Mystery White Hunter Who Spoke to the Waswahili in 'Viboko'

It is reported that when Franklin Delano Roosevelt, the 26th President of the United States Came to Kenya for big game hunting in 1909, he was advised to use the whip, as it was the only language that the black man understood.

Edgar Beacher Bronson, an American big game hunter who had just finished his safari in Kenya before the arrival of Roosevelt, is quoted to have given a disclaimer that Roosevelt would have to adapt to the flogging.

"Roosevelt will have to close his eyes and accustom himself to occasional severe floggings of the African wapagazi (porters), for without it no safari could be held together a fortnight; discipline would soon disappear and that quickly be followed by open revolt."

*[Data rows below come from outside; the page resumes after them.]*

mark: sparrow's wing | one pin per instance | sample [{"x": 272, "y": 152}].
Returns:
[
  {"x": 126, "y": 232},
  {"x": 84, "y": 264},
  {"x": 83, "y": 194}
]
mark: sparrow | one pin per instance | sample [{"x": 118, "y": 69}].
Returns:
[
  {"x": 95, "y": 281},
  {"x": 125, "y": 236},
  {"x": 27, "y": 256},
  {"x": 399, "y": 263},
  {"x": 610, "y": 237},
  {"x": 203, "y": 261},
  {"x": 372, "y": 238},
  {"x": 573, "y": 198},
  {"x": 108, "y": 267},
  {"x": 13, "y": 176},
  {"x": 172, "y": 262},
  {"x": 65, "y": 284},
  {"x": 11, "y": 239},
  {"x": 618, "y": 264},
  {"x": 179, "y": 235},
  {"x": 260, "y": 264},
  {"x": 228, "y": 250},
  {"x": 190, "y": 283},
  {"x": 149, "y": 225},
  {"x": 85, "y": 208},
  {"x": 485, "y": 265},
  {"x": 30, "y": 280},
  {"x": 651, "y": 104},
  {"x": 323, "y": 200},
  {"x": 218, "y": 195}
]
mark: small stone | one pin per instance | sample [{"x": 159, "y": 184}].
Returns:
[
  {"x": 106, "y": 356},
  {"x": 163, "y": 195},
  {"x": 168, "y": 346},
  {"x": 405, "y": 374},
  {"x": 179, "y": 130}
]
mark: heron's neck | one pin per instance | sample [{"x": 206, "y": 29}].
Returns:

Edgar Bronson revealed in his book 'In Closed Territory' (1910) that Vibokos was good for Africans since a black man's skin has a coarser fibre than a white man's so he can survive and endure the punishment that a white man cannot.

He wrote of his experiences whipping a negro porter in the book.

You order him to lie down " he goes without a murmur and uncomplaining until the flogging is finished, and often springs to his feet, draws himself up and salutes his bwana."

Surprisingly, despite his ill-treatment of the Swahili, he would not dare do the same with the Somali. The Swahili, he claimed, could take vibokos without complaining, but the Somali could not stand a blow or a kick.

'Any man who treated them badly was pretty certain to end up with a knife sticking in his ribs sooner or later,' he wrote.

In his writing, he went further to narrate the moment he punched a Somali Porter in the face for passing him the wrong bullets. To his surprise, the Somali man while grinning in pain picked himself up from the ground, and responded;

 "You are my Bwana and my father, good!"

He reported that he knew that the response was not genuine. He never felt safe since the day, until his train left the station, and until he left the country.